Perché The Fabelmans, più che un racconto autobiografico assomiglia a un’agiografia della famiglia Spielberg, romanzata – certo – ma così personale, così chiusa in sé stessa e così autocompiaciuta da non poter mai diventare davvero racconto universale. A una prima ora dove la passione per il cinema appare il leitmotiv dominante della pellicola segue una seconda metà più canonica, dove la sofferenza del giovane Sammy appena arrivato in California sembra percepibile solo attraverso gli occhi del suo regista, mai nell’empatia dello spettatore. È il film stesso a renderlo esplicito, quando il conflitto interno alla famiglia diventa una gara di egoismo: da parte del padre, che costringe tutta la famiglia a spostarsi con lui per motivi lavorativi; da parte della madre, che a casa non riceve le dovute attenzioni e si sente ingabbiata dai propri rimorsi; da parte di Sammy/Steven stesso, che trovava uno sfogo e una ragion d’essere proprio attraverso la moviola e i suoi cortometraggi.
Dispiace ma non sorprende che The Fabelmans, risultando un vero e proprio film d’autore come Spielberg non ne aveva ancora fatti, non abbia fatto breccia nei cuori del pubblico più generalista, lo stesso che ha reso Spielberg il genio che è, lo stesso che si sentiva bene nell’osservare il suo marchio di fabbrica, il primo piano di un volto con la bocca spalancata e gli occhi increduli di meraviglia, la Spielberg Face. Qui, invece, la meraviglia appartiene solo al regista, che non intende condividerla con nessuno. Dopo averci regalato numerosi sogni, per Spielberg è arrivato il momento di tenersene uno per sé.
Il vecchio e il giovane
La sensazione, mentre si guarda The Fabelmans, è quella di un regista che appare invecchiato d’un colpo, irriconoscibile dal giovanotto che sorprendeva con Ready Player One o faceva danzare la macchina da presa come in West Side Story. Torna a scrivere, Spielberg, a distanza di vent’anni da A.I. – Intelligenza Artificiale, ma il risultato è la scrittura di un cinema passato, trascorso e finito, troppo classica per piacere davvero, troppo vetusta per coinvolgere sul serio, quasi volesse mettersi in scena facendo un passo indietro, preoccupato del risultato, colpito e ferito dall’apertura di questo viale dei ricordi.
Una vecchiaia che, però, nei suoi limiti, paradossalmente assurge a quella di un Maestro del cinema, come se fosse un tardo film di Fellini che non può (e non vuole) replicare i successi del passato.

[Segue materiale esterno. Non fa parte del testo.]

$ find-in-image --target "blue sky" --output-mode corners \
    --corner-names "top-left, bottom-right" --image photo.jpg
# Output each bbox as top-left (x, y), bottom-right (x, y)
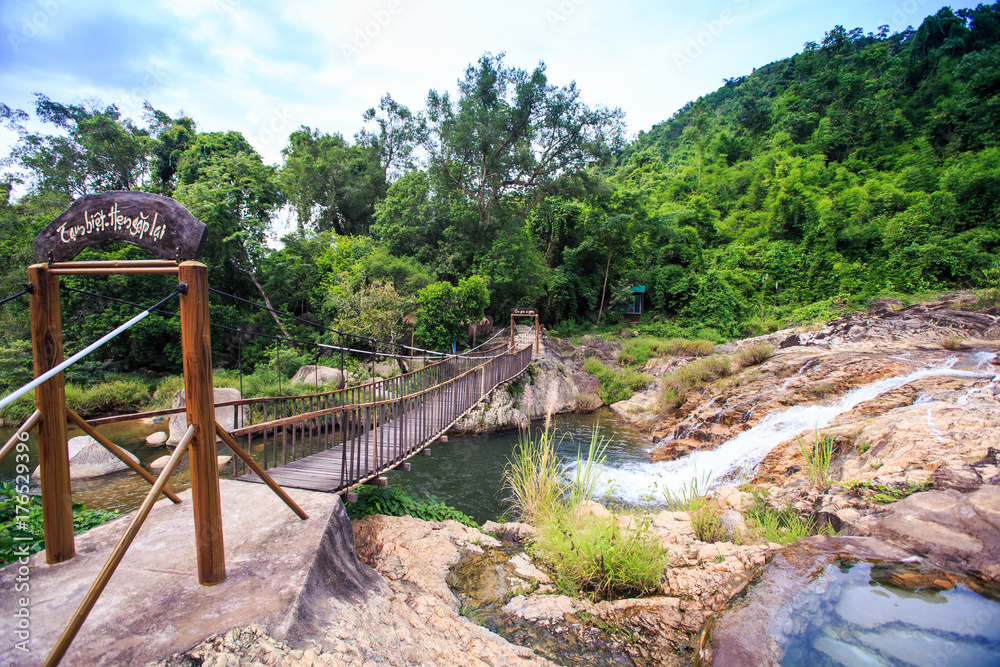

Tra vecchiaia e giovinezza si svolge la bellissima sequenza finale del film dove si svolge l’incontro tra il veterano John Ford e il giovane Spielberg a cui viene impartita una semplice e pregnante lezione sul cinema e gli orizzonti (che se rimangono al centro dell’inquadratura rendono il film noioso). Proprio l’ultima inquadratura nasconde la zampata del vecchio leone, la furba ammissione di vecchiaia, le scuse al pubblico e il desiderio ricolmo di nostalgia di essere sempre quel giovane intraprendente. Il protagonista del film cammina verso il futuro, la musica trionfale di John Williams (che potrebbe smettere di musicare film dopo questo titolo: un altro addio che dona a The Fabelmans un’ulteriore ammissione di sipario pronto a chiudersi) lo accompagna. Uno sgraziato movimento di macchina sistema la linea dell’orizzonte e la sposta dal centro dell’inquadratura.
In una manciata di secondi il vecchio regista torna giovane e, finalmente, dopo due ore e mezza, ci ricorda che il suo sogno con noi l’ha condiviso. In tutti questi anni.